Not unlike the position taken by Aereo on the Copyright Act, some large incumbent telephone companies have argued that the substitution of IP transmission technology for TDM transmission technology relieves them of their Section 251 interconnection obligations. But a change in the transmission technology used to deliver a telephone call from one party to another does not alter the statutory obligations of the network providers to interconnect in order to enable the delivery of the call. The “behind-the-scenes” way in which a provider initiates and delivers calls to its customers (TDM vs. IP) does not fundamentally alter the calling experience. Why would a customer who wishes to make or receive a telephone call care whether the providers use TDM or IP transmission technology? No matter what technology a particular telephone service provider uses, interconnection is the lynchpin that allows customers of one provider to communicate with those of a different provider and remains as necessary today as it was 18 years ago when Section 251 was adopted.

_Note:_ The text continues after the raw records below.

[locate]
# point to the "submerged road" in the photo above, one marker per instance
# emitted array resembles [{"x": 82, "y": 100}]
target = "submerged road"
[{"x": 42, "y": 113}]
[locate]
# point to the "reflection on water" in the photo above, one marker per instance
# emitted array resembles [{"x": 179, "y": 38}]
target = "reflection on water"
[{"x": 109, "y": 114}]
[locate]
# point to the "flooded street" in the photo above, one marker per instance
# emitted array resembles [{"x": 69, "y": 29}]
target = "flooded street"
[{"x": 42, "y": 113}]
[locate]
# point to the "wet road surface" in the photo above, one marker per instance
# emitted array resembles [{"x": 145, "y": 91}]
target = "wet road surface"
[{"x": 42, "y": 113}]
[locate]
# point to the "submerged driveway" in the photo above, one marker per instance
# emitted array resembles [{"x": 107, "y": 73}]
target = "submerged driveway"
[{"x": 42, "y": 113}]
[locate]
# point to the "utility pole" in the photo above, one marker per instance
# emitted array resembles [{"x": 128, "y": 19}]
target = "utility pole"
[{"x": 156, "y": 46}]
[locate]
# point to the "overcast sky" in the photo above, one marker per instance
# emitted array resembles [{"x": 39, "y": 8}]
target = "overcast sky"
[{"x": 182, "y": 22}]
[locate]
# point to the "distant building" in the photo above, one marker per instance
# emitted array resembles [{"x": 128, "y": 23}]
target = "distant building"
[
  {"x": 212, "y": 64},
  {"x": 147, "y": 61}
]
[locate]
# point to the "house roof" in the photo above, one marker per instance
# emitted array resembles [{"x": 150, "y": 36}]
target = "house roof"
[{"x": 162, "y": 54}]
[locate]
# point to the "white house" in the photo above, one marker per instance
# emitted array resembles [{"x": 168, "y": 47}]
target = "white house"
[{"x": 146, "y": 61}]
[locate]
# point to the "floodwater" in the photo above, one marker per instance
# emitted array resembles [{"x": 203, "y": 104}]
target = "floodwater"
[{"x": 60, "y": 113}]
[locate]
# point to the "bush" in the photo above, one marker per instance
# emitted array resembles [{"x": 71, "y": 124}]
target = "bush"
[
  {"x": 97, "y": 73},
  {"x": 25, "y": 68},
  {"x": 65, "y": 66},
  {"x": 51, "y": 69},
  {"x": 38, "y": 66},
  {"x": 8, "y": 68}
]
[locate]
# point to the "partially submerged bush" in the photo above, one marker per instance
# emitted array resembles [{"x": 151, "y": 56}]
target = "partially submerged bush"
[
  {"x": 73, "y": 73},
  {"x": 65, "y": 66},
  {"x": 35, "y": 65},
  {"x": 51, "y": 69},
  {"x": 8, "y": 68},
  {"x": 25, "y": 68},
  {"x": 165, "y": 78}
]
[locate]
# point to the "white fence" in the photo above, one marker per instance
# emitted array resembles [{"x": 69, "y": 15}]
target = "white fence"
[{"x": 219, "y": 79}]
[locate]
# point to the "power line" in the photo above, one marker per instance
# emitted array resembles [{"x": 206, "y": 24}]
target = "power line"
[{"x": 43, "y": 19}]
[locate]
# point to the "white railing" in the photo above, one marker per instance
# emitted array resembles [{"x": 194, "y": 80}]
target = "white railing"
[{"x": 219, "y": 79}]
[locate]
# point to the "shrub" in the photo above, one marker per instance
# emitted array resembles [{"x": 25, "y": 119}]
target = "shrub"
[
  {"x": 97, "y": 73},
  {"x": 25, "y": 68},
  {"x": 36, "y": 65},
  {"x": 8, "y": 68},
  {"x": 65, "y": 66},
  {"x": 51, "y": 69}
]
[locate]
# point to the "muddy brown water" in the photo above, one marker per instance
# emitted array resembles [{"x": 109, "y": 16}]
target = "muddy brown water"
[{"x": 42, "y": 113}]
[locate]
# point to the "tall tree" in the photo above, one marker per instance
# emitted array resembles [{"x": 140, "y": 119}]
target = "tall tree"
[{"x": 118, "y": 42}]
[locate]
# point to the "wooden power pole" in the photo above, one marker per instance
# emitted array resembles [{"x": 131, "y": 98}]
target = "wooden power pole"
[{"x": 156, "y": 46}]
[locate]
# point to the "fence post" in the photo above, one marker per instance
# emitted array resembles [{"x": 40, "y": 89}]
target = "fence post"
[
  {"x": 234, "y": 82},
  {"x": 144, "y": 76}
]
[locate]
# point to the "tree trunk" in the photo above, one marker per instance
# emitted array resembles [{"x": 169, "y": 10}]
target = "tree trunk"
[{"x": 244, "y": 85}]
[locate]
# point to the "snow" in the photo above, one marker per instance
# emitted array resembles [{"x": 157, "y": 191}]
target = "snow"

Congress created the interconnection rights and obligations in section 251 to ensure that people could continue to communicate with one another by wire or radio as new entrants entered the market and clearly intended that those rights and obligations would transcend any change in the technology used to transmit telephone calls. Indeed, this issue has been teed up and awaiting Federal Communications Commission action for over two years. There is significant support from the rural phone companies, wireless, cable, and competitive carrier industries for the Commission to address this outstanding legal issue once and for all. The Commission should act now to clarify that large incumbent phone companies must interconnect on an IP-to-IP basis for managed VoIP traffic as required by the Act.